Social media and advertising agencies

For gaming and iGaming brands, the key question is how to work with social media and advertising agencies so campaigns actually support user acquisition and in‑game revenue goals. Clear expectations, shared KPIs and transparent reporting help both sides speak the same language from the first test campaign.

Structured checklists with selection criteria, preparation steps and mandatory product and tracking checks make collaboration more predictable. They help brands choose the right partner and help agencies organize research, creative testing and media buying so launches and scale‑up phases run smoothly across social and ad platforms.

In brief

  • Align goals, audiences and KPIs from day one
  • Fix what success means for both sides: business model, target players, GEOs, platforms and KPIs such as CPI, ROAS or retention. A shared brief and clear reporting format remove most conflicts later.
  • Use structured checklists for partners and prep
  • Selection and onboarding checklists help gaming brands compare agencies by the same criteria and help agencies standardize audits, planning and launch across social, influencer and performance channels.

What to do

To make collaboration between gaming brands and social media or advertising agencies predictable, start with a joint discovery phase. Use a shared checklist that covers game genre, monetization model, target segments, current analytics stack, platform restrictions and the state of the store pages or landing sites. This gives the agency enough context to design realistic media plans, creator strategies and creative hypotheses instead of guessing.

Next, formalize how you will work together across channels. Agree on who owns ad accounts and tracking assets, what can be delegated or run via agency tools, and which risks this creates on platforms like Meta, TikTok, Google or in‑app networks. Define how tests will be run, how budgets move between channels, and how changes in algorithms or policies will be handled over time.

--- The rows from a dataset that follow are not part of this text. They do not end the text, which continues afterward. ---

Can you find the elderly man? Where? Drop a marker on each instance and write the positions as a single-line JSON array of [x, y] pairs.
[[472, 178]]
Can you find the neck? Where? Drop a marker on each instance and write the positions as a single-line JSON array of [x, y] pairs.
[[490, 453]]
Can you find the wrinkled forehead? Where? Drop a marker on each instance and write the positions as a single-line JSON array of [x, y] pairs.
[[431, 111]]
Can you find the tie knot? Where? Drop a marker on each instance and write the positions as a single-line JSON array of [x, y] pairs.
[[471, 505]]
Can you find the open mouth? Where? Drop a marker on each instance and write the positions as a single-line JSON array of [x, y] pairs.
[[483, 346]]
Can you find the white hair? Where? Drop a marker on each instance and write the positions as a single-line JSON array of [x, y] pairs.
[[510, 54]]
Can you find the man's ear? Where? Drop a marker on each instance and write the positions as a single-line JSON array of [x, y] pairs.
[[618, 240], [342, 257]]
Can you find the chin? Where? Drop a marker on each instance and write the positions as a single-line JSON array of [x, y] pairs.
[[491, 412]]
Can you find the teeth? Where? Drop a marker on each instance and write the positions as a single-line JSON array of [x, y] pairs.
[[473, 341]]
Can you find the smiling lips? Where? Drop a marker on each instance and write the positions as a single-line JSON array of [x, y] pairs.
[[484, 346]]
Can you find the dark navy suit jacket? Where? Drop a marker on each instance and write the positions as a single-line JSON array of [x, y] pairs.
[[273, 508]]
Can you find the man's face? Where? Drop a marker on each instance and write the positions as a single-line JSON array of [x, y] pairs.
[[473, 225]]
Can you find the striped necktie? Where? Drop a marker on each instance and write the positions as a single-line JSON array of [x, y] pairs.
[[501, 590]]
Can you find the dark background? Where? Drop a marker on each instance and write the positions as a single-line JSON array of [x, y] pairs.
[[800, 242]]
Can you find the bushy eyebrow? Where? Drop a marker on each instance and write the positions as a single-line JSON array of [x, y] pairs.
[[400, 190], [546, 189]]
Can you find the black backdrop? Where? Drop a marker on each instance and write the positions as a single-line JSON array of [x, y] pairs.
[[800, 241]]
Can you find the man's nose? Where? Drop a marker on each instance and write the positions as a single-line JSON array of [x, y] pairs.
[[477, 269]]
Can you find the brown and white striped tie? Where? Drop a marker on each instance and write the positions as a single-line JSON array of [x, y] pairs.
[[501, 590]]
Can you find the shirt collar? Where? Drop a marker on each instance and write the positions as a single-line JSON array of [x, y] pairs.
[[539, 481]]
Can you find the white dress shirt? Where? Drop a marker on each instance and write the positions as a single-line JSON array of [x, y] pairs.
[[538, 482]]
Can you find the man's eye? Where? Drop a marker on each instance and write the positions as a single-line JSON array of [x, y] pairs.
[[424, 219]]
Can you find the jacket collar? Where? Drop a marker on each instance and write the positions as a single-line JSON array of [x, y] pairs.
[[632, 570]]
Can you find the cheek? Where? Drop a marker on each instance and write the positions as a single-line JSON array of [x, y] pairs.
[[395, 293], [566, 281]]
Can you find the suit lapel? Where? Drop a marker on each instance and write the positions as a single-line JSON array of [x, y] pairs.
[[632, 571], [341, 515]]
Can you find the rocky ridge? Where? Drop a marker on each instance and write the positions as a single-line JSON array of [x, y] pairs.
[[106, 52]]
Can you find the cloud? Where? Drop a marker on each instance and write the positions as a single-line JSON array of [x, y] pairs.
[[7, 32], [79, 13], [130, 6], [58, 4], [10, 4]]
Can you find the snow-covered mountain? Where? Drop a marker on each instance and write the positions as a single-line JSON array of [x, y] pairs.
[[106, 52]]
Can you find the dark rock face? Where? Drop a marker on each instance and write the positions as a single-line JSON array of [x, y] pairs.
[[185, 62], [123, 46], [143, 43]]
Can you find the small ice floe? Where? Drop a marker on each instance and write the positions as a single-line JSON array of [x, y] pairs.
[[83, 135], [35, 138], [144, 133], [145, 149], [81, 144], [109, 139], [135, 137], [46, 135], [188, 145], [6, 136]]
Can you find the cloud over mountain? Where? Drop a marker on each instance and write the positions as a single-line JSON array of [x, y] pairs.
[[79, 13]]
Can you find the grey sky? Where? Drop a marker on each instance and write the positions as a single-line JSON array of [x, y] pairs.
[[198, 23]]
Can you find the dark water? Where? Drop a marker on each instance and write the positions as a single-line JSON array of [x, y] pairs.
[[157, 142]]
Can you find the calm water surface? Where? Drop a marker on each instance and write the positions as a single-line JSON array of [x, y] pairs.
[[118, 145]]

Finally, align workflows for creative and influencer content. Decide how many concepts and variations are needed for each platform, how quickly assets must be approved, and how performance data will feed back into new iterations. When these rules are written down, both sides can focus on learning and scaling what works instead of resolving operational misunderstandings.

What to keep in mind

Using agency ad accounts or tracking setups can speed up launch and bypass some platform limitations, but it also adds dependency and compliance risks. If an account is restricted for policy reasons, campaigns may stop suddenly and access to historical data can be limited. This model is better suited for advertisers who clearly understand where and how they drive traffic and who are ready to react quickly to platform changes.

Even the best media and influencer strategy will underperform if the product pages and analytics are not ready. Technical issues, slow loading, weak store creatives or missing events can make traffic from social and ad platforms invisible or unprofitable. Before scaling budgets, both client and agency should run a structured audit: tracking, funnels, store assets, landing speed and SEO‑critical elements for web‑based flows.

Checklists, tenders and case studies do not replace strategic fit. A brand that needs deep market research, complex creative production or multi‑channel UA should look for agencies with proven experience in those exact tasks and genres. Conversely, agencies should be open about what they do not cover, such as offline PR or pure branding work, so expectations stay realistic and long‑term cooperation remains possible.